I don’t think the church knows what to do with these questions. Still. After hundreds of years of faith and theology and sermons. We are fighting over how much control we think we have, how much control we think God wants us to have, how much control we have a right to exert, and whether or not God blesses any of it. We are, quite frankly, control-freak messes. And do you want to know what makes it even more confusing? Depending on where you look in scripture you can find support for both ends of the spectrum! If you cling tightly to the old “let go and let God” adage, or if you are a sign-holding justice fighter, our faith tradition as well as scripture supports you. Isaiah 42 promotes that Zion will be the bringers of righteousness to the land, that the actions of the people will “faithfully bring forth justice”, lending support to the camp of Christians who believe that it is their duty to work for social justice in our world today. And yet in Matthew 6, we find beautiful words of consolation to not worry about tomorrow and to let tomorrow worry about itself. So where do we set camp? Who is right? Because after all, someone must be doing it “right” so that the others can be clearly labeled “wrong”…right?
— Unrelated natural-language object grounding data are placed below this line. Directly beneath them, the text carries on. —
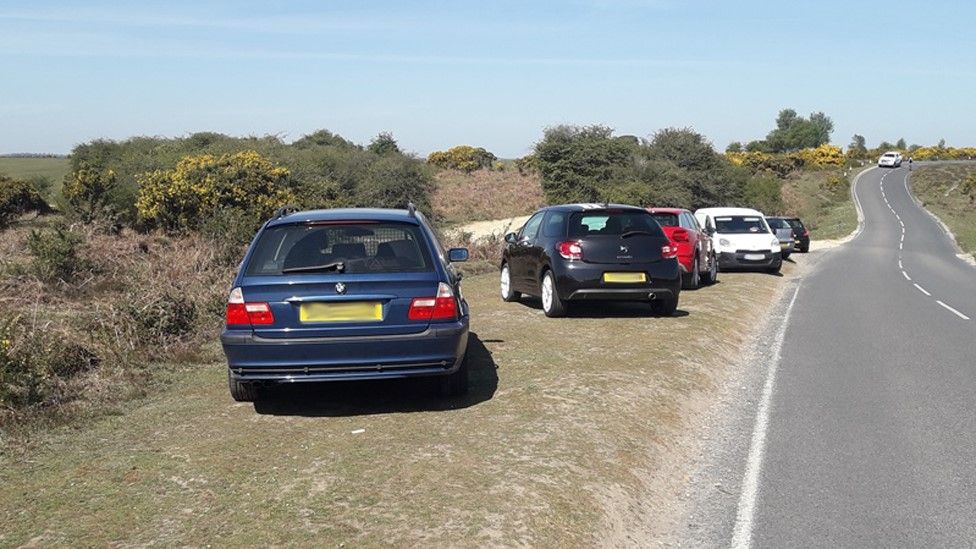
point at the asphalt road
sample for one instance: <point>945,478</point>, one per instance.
<point>868,436</point>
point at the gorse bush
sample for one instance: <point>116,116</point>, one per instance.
<point>17,198</point>
<point>36,364</point>
<point>183,198</point>
<point>87,192</point>
<point>55,255</point>
<point>463,157</point>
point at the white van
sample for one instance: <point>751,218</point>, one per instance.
<point>742,238</point>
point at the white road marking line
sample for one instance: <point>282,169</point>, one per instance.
<point>953,311</point>
<point>742,535</point>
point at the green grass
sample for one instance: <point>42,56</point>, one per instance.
<point>828,214</point>
<point>561,442</point>
<point>939,189</point>
<point>54,169</point>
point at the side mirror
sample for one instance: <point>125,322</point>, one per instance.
<point>457,255</point>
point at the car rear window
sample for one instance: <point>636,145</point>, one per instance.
<point>739,224</point>
<point>612,223</point>
<point>361,247</point>
<point>666,219</point>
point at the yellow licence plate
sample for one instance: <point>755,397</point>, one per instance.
<point>625,277</point>
<point>341,311</point>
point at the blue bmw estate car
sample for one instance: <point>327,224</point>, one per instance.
<point>346,294</point>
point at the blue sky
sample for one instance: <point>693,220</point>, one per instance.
<point>491,74</point>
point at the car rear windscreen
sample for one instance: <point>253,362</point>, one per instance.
<point>739,224</point>
<point>360,247</point>
<point>612,223</point>
<point>666,219</point>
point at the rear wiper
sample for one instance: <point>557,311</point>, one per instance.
<point>632,233</point>
<point>338,266</point>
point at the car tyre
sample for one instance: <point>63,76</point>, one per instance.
<point>505,282</point>
<point>552,304</point>
<point>242,391</point>
<point>455,384</point>
<point>664,307</point>
<point>693,280</point>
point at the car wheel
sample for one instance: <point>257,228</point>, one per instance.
<point>552,305</point>
<point>241,391</point>
<point>664,307</point>
<point>508,294</point>
<point>693,280</point>
<point>455,384</point>
<point>711,275</point>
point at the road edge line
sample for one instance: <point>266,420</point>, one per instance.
<point>745,512</point>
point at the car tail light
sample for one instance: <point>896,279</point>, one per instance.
<point>571,250</point>
<point>241,313</point>
<point>441,307</point>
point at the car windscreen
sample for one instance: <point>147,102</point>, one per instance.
<point>739,224</point>
<point>354,247</point>
<point>666,219</point>
<point>612,223</point>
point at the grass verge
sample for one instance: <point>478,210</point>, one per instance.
<point>940,188</point>
<point>561,441</point>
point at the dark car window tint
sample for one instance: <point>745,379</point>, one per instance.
<point>612,223</point>
<point>531,227</point>
<point>555,225</point>
<point>360,247</point>
<point>739,224</point>
<point>666,219</point>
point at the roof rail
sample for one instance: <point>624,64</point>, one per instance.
<point>285,210</point>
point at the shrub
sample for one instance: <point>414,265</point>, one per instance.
<point>87,192</point>
<point>527,164</point>
<point>392,182</point>
<point>17,198</point>
<point>55,255</point>
<point>35,364</point>
<point>183,198</point>
<point>463,157</point>
<point>764,194</point>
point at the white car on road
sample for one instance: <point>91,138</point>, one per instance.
<point>890,159</point>
<point>742,238</point>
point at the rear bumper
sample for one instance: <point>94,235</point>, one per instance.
<point>737,260</point>
<point>438,350</point>
<point>584,282</point>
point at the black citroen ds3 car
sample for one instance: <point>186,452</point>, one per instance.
<point>591,252</point>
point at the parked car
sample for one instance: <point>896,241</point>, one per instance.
<point>784,232</point>
<point>591,252</point>
<point>345,294</point>
<point>801,233</point>
<point>742,238</point>
<point>890,159</point>
<point>696,256</point>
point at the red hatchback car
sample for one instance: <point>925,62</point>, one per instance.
<point>696,255</point>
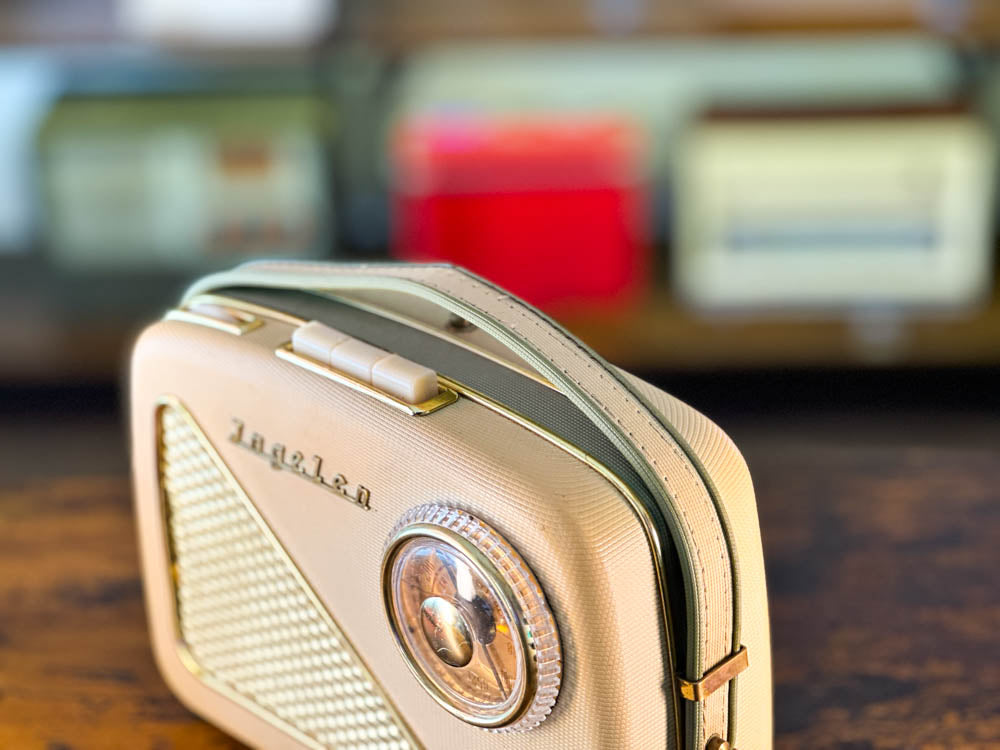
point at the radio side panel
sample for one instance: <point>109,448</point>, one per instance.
<point>573,527</point>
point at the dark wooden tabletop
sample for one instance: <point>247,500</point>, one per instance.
<point>881,532</point>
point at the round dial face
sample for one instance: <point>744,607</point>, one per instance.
<point>458,627</point>
<point>471,619</point>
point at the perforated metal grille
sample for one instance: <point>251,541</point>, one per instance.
<point>247,616</point>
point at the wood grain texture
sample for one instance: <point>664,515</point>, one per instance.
<point>881,536</point>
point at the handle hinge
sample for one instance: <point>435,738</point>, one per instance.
<point>714,678</point>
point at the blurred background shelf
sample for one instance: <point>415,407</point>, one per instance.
<point>738,184</point>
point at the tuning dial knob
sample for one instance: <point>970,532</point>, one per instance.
<point>471,619</point>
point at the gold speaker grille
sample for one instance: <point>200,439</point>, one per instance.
<point>250,622</point>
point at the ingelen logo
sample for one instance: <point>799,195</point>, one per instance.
<point>281,459</point>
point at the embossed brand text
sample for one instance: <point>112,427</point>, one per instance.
<point>283,459</point>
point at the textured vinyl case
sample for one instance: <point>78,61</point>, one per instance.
<point>392,506</point>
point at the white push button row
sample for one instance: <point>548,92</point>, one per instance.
<point>404,379</point>
<point>356,358</point>
<point>397,376</point>
<point>316,341</point>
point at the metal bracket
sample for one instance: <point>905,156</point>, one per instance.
<point>716,677</point>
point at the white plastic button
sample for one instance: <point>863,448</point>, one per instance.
<point>316,341</point>
<point>217,312</point>
<point>356,358</point>
<point>404,379</point>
Here’s what I have found and here is what I will tell you. Nowhere, in all my study, have I found support for passivity. “The Lord is on my side to help me; I shall look in triumph on those who hate me” Psalm 118:7. “Be strong and bold; have no fear or dread of them, because it is the Lord your God who goes with you; He will not fail you or forsake you” Deuteronomy 31:6. Even in Mark 5:36 where Jesus says to the leader of the synagogue, “Do not fear, only believe” He is asking for some action. Belief is an action. Prayer is an action. Service is action. And social activism is most certainly action. I think the point is that we recognize that certain times call for certain measures.  Certain people are called to certain actions. And if the heart behind it is one of love, then who are we to say that someone is wrong? If in prayer and wisdom I seek to serve refugees while you serve locally in your child’s school, is one of us more Christian? Is one of us reading her Bible more correctly? Or if I am called to fervently pray over an issue while you are called to raise money for it, is one of us wrong? Everything I know about God requires me to say no, that neither of those things is wrong. The only thing that I truly believe would be wrong is turning away completely and taking a posture of apathy.

Will God always exert His all-consuming power to meet us in the places we think He should extend His hand? No, He won’t. But that doesn’t exempt us from working to bring justice to the world and to the people He loves. Not theologically, not spiritually, and not Biblically. And my friends, we are allowed to look different as we answer His call in our own unique ways. So the next time you see a friend comment on social media that he is attending a rally because God has so compelled his heart to stand for a certain issue, send him love and be on your way. And the next time I see a friend post that she is working with an organization to support a global crisis while I am working to support our troops here in the US, I will be thankful that God stirs our hearts toward different peoples in different places. Because in His name and in His perfect love, He goes with every one of us.